Мы попробовали уложить Нерона в коробку, но его густая шерстка торчала из нее во все стороны, а хвост вообще не желал там помещаться.
– Тогда просто закопаем его в землю, – сказала Лидвин. Сходила в сарай возле дома, принесла две лопаты.
За садовым домиком, рядом с вьющейся розой, мы вырыли глубокую яму. Лидвин осторожно положила туда Нерона. Выглядел он вообще-то очень красиво – рыжий кот в черной земле. Она срезала две белые розы и одну дала мне.
– Сперва ты.
– Прощай, милый Нерон, мне будет тебя недоставать. – Последние два слова я произнесла немного писклявым и хриплым голосом. Нагнулась и осторожно положила розу на шубку Нерона.
Лидвин откашлялась. Бросила розу в могилу и сказала:
– Нерон был рыжий, толстый, большой.

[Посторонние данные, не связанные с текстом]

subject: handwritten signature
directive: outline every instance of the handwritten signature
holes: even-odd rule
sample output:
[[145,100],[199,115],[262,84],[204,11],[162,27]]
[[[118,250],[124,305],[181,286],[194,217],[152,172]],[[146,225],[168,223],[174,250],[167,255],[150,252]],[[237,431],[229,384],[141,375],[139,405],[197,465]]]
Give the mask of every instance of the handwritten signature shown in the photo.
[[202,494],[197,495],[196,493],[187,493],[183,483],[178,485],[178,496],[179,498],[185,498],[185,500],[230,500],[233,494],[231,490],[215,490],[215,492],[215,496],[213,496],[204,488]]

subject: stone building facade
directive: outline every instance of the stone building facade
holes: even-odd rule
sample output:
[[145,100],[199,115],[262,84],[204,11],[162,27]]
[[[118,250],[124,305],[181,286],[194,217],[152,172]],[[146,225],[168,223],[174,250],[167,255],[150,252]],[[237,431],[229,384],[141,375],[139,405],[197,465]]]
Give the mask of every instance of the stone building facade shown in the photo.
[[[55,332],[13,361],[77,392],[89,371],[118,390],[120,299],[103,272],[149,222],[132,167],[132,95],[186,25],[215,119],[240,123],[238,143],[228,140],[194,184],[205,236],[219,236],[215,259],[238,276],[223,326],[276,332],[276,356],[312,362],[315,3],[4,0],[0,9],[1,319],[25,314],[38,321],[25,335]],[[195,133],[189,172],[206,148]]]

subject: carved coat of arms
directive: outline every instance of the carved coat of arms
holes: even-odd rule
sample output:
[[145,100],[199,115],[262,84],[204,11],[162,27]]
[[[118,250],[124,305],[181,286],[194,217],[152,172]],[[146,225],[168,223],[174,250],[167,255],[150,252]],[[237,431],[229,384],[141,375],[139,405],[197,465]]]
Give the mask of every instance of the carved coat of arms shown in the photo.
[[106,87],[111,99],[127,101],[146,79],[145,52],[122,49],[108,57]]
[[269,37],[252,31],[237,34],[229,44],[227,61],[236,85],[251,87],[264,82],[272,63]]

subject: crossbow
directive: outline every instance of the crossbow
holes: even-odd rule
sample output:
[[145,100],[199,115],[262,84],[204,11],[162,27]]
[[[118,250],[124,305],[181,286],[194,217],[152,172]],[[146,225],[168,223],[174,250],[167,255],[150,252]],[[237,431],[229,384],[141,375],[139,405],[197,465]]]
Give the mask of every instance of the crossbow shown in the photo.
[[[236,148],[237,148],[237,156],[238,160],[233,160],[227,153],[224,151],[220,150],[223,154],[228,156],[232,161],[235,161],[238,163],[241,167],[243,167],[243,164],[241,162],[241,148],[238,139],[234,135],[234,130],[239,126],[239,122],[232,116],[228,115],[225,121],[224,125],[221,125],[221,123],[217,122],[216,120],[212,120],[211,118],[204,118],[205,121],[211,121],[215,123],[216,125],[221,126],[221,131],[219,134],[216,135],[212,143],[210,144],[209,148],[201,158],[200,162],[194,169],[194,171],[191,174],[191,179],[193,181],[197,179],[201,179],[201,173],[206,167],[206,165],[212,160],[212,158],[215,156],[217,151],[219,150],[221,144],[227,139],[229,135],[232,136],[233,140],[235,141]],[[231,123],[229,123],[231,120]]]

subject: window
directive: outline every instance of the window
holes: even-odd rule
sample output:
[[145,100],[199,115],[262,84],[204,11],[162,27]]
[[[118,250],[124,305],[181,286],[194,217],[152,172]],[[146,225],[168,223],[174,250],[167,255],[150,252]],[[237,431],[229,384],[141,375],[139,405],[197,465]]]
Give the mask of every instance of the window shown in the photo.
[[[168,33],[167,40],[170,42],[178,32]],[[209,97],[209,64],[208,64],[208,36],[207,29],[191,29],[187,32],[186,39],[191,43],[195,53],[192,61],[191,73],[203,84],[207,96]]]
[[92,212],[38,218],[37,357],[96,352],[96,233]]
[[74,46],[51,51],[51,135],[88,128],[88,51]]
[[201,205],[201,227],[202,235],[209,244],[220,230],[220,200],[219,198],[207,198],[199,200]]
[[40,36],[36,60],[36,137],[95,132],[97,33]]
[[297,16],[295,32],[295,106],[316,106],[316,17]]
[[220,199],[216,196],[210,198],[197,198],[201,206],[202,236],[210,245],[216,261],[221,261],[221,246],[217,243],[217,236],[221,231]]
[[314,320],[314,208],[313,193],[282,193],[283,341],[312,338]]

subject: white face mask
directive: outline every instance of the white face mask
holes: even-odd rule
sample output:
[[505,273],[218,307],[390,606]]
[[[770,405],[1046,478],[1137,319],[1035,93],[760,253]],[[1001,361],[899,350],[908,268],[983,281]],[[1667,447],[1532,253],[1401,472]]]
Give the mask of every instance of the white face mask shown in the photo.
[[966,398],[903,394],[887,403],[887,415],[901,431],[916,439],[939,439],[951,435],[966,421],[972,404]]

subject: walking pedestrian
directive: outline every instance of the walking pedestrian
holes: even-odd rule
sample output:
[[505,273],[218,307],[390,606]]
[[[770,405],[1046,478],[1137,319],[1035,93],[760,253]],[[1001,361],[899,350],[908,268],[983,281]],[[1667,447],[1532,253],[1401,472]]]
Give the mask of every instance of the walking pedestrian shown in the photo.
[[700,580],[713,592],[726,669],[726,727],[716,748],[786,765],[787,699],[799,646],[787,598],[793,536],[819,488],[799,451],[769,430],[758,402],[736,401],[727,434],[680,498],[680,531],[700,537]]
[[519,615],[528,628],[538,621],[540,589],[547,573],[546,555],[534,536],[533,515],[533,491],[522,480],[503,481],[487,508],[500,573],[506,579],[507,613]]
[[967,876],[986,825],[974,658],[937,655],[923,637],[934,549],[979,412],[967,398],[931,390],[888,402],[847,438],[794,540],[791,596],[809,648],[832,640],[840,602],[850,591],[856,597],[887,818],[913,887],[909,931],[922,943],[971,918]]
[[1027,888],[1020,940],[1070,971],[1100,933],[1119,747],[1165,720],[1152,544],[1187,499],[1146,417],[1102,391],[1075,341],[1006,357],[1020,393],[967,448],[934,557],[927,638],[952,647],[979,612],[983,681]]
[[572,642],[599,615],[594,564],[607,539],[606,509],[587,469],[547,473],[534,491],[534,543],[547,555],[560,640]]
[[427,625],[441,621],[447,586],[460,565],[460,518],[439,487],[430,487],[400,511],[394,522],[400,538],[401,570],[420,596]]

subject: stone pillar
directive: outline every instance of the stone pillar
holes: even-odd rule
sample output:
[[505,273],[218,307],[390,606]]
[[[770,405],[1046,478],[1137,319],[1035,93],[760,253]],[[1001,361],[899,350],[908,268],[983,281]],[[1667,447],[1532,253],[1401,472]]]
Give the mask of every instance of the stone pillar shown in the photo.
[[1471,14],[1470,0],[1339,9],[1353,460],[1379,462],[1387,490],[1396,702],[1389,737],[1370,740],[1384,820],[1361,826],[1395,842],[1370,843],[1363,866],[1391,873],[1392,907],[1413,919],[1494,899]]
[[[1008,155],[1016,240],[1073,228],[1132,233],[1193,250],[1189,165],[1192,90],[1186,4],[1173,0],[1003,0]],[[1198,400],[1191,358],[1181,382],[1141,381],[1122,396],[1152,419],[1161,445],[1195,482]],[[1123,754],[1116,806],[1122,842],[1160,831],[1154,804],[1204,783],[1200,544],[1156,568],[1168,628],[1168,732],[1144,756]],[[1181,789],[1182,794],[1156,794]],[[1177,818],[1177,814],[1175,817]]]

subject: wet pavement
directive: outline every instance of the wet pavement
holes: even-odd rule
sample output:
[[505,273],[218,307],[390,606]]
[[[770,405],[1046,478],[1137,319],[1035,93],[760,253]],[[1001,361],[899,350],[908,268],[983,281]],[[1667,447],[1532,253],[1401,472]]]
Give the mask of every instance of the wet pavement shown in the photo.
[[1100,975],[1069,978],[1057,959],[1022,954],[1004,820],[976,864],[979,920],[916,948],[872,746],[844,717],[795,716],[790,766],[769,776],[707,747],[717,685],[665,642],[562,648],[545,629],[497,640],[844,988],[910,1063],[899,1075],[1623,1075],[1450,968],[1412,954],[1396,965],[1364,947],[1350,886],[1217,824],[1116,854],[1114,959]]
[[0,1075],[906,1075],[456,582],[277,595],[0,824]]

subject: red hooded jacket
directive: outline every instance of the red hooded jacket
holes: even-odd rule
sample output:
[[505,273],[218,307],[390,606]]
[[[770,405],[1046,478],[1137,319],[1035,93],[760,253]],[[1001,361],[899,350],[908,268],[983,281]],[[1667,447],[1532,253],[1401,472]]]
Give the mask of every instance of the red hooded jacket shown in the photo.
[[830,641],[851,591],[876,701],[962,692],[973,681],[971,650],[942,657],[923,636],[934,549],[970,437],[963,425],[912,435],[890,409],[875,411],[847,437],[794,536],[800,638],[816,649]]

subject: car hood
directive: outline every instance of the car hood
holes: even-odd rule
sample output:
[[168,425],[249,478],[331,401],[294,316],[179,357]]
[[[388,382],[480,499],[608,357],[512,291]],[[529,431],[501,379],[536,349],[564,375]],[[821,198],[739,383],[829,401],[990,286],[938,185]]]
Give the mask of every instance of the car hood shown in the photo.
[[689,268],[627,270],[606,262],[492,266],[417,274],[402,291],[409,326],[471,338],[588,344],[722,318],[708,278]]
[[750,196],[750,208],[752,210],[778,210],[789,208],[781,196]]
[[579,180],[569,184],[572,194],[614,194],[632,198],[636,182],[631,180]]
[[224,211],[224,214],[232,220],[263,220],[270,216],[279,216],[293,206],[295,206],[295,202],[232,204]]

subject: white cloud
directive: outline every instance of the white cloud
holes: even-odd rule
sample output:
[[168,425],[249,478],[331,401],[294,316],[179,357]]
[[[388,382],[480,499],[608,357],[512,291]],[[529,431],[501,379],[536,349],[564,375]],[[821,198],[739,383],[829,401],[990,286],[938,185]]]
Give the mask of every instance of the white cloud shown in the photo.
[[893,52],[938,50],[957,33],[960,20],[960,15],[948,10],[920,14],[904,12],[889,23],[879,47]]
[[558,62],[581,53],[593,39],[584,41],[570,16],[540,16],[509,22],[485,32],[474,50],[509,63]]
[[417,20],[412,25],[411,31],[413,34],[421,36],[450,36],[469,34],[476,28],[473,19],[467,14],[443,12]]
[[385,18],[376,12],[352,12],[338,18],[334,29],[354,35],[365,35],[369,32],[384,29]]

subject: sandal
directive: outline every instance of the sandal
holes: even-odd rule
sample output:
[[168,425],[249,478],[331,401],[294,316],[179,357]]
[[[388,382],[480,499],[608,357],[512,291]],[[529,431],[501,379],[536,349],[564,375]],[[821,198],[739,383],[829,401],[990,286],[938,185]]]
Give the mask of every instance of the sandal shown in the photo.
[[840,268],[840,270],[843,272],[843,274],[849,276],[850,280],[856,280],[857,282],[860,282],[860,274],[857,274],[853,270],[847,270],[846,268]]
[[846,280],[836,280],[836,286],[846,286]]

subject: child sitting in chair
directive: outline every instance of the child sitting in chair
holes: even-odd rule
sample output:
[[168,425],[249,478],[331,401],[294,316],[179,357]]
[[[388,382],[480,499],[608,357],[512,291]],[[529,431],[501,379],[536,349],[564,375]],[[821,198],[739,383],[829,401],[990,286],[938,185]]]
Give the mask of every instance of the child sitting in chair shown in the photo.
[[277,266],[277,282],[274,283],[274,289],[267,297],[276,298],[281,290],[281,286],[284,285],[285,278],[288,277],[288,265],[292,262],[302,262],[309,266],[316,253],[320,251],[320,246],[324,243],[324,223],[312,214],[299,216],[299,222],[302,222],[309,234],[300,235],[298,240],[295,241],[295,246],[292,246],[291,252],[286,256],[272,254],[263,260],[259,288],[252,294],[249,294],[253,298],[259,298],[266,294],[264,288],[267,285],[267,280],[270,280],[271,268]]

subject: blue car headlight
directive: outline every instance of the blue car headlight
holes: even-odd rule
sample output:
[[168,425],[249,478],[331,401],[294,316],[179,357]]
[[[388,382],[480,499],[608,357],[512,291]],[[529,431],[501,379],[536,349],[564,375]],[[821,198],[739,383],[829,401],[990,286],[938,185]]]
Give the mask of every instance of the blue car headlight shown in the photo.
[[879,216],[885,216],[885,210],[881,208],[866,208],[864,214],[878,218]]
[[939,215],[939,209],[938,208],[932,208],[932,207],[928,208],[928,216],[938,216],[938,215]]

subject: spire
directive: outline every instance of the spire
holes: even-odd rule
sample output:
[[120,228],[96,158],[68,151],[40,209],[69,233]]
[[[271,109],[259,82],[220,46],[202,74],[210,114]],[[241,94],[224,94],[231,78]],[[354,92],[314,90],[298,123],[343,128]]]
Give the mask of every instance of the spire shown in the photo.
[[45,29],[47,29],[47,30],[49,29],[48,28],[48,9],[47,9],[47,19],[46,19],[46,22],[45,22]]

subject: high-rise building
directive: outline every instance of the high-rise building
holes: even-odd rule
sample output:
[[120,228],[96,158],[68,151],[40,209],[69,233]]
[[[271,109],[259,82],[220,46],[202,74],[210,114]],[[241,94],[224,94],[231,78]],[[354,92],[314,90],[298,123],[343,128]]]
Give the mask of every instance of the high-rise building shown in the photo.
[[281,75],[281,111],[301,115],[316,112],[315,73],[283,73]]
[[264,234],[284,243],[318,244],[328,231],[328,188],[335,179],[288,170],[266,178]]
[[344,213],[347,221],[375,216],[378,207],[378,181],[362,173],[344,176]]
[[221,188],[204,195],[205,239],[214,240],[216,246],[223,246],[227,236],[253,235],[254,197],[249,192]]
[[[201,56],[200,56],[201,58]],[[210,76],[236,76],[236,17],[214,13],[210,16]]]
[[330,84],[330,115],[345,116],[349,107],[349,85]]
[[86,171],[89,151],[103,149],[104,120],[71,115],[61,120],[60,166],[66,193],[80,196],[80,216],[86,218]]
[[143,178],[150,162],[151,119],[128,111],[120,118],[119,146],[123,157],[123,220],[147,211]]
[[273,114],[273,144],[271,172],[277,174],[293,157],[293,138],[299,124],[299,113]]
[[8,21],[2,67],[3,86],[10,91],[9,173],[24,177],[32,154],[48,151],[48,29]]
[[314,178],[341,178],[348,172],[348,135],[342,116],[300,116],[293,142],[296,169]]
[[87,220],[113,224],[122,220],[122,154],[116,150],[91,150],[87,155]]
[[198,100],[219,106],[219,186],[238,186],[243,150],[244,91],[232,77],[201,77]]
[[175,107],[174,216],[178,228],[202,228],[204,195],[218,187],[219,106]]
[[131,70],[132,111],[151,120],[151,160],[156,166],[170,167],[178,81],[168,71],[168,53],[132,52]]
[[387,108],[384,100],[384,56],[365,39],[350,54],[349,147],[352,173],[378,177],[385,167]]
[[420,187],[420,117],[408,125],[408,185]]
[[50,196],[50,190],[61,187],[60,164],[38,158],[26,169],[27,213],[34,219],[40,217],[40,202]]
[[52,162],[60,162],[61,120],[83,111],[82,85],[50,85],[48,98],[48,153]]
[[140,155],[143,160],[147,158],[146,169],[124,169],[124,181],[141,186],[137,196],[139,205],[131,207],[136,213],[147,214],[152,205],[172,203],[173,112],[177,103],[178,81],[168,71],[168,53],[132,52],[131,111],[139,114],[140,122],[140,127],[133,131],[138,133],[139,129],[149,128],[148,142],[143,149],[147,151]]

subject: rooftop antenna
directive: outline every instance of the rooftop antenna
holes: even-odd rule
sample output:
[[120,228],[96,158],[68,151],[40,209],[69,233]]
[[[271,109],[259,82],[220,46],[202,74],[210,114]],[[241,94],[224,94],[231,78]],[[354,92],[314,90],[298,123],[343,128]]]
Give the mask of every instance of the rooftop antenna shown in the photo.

А теперь вот неживой… Неживой.
Вроде как стишок. Я посмотрела на нее. Она улыбнулась.
– Да, детка, все дело в ритме. – И по щеке у нее опять скатилась слезинка.
Этот отрывок показывать Лидвин нельзя. Мне кажется, она наверняка бы одобрительно кивнула и сказала что-нибудь вроде: «Хорошо, что ты не называешь чувства». Я очень старалась просто описать то, что видела и слышала.
«Пусть читатель сам догадывается», – твердит Лидвин.
Я дала почитать этот отрывок Диркье. Ей очень хотелось прочесть что-нибудь мое. Но я не позволяю ей – пока не позволяю – читать, что́ пишу о ней. Или о чем говорю с Лидвин. Или что пишу о маме. Так что остается совсем мало. Ну и вот, отрывок про Нерона. Диркье очень любит животных. Особенно тех, кого можно погладить. Она сказала, что рассказ грустный.
24
Мы сидели в саду, в темноте. Папа пил пиво, я – горячее шоколадное молоко. Калле уже спал. Диркье была в Утрехте.
– Пап, а почему маму кремировали? Теперь у нас нет могилы, куда можно ходить.
Он повертел в руках стакан, на пиве снова появился слой пены. Раньше мы говорили: пиво со сбитыми сливками.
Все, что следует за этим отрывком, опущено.